Deze concrete vervolgstappen vormen een integraal onderdeel van de tijdens dit JVO
gemaakte afspraken. In dit kader stemmen de landen in met het programmavoorstel van
de Koninkrijksbrede werkgroep Forensische Zorg, TBS en PIJ voor de benoeming van,
en het opdracht geven aan, een Programmateam inclusief het aanstellen van een programmamanager en plaatsvervangend programmamanager. Nederland heeft zich gecommitteerd aan
deze inzet en reserveert financiële middelen, expertise en ondersteuning voor een
periode van 4–5 jaar voor beide functies alsmede voor de inrichting van de projectorganisatie
voor CN. Aruba, Curaçao en Sint Maarten spannen zich in om middelen, expertise en
ondersteuning vrij te maken voor de landelijke projectteams. Een uitvoeringstoets
voorafgaand aan de start van het programma zal er zorg voor dragen dat de vereiste
inzet van de projectteams in lijn is met de beschikbare capaciteit in het CdKNL.
Preventie jeugdcriminaliteit
Tijdens het JVO hebben de Ministers blijvend aandacht gevraagd voor de preventie van
jeugdcriminaliteit. Verjonging en verharding van criminaliteit in het Caribisch deel
van het Koninkrijk is een zorgelijke trend. Nederland deelt deze zorg. Reeds lopende
projecten als het Leerorkest en Alleen jij bepaalt wie je bent hebben een merkbare positieve uitwerking binnen de landen, waarbij de gezamenlijke
aanpak en samenwerking tussen de landen van het Koninkrijk als bijzonder waardevol
wordt gezien.
Regionale politiesamenwerking
Regionale en inter(ei)landelijke politiesamenwerking versterkt de regio en raakt daarmee
aan de basis van de rechtshandhavingsketen. Het structurele commitment van de landen
werpt vruchten af. Tijdens het JVO zijn er dan ook best practices uitgewisseld, waarbij onder andere aandacht was voor het effectief en efficiënt borgen
van expertise binnen de korpsen.
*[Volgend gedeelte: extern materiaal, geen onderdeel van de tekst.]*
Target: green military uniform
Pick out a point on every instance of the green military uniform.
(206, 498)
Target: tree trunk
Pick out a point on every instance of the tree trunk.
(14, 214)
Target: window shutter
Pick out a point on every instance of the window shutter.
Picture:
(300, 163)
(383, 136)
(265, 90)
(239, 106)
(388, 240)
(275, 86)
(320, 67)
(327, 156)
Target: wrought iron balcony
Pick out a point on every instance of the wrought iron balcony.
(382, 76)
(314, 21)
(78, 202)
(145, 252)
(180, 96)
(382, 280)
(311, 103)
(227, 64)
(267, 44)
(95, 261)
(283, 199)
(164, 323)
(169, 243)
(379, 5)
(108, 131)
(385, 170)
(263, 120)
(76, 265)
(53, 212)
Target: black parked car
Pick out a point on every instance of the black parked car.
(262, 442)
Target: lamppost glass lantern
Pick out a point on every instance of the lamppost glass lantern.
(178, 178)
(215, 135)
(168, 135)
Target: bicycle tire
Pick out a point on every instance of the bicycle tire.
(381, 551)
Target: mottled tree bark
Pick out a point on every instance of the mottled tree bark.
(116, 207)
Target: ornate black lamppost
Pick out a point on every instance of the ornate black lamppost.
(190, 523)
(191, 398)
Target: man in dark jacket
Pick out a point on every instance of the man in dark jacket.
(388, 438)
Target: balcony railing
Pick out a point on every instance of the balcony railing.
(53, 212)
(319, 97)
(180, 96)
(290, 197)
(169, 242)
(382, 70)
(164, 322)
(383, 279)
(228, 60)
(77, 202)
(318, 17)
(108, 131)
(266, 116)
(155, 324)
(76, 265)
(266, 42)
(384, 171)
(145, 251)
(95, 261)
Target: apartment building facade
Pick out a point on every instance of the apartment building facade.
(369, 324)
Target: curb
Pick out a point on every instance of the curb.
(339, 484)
Prioritaire thema’s blijven: informatiecoördinatie,
opleidingen, leiderschap, integriteit, kwaliteitsontwikkeling van de korpsen, ondersteuning
van het College van Korpschefs, governance en financiën. Het capaciteitsvraagstuk
speelt echter ook in dit deel van de rechtshandhavingsketen en zal blijvend door de
landen worden gemonitord. Gezien de meerwaarde van deze regionale samenwerking heeft
Nederland toegezegd de incidentele financiering zoals beschikbaar gesteld tussen 2022
en 2025, vanaf 2026 structureel voort te zetten met een bijdrage van € 3,5 miljoen
per jaar.
Harmonisatie bescherming persoonsgegevens
Gedurende het JVO is stilgestaan bij de voortgang van de projectgroep Harmonisatie
bescherming persoonsgegevens. Deze projectgroep werkt aan een consensusrijkswet die
voor het CdKNL zal gaan gelden, inclusief CN.3 De consensusrijkswet heeft tot doel om een geharmoniseerd beschermingsniveau te realiseren
voor de uitwisseling van persoonsgegevens binnen het Koninkrijk. Momenteel wordt gewerkt
aan het derde hoofdstuk (verwerking van politie, justitiële en strafvorderlijke gegevens)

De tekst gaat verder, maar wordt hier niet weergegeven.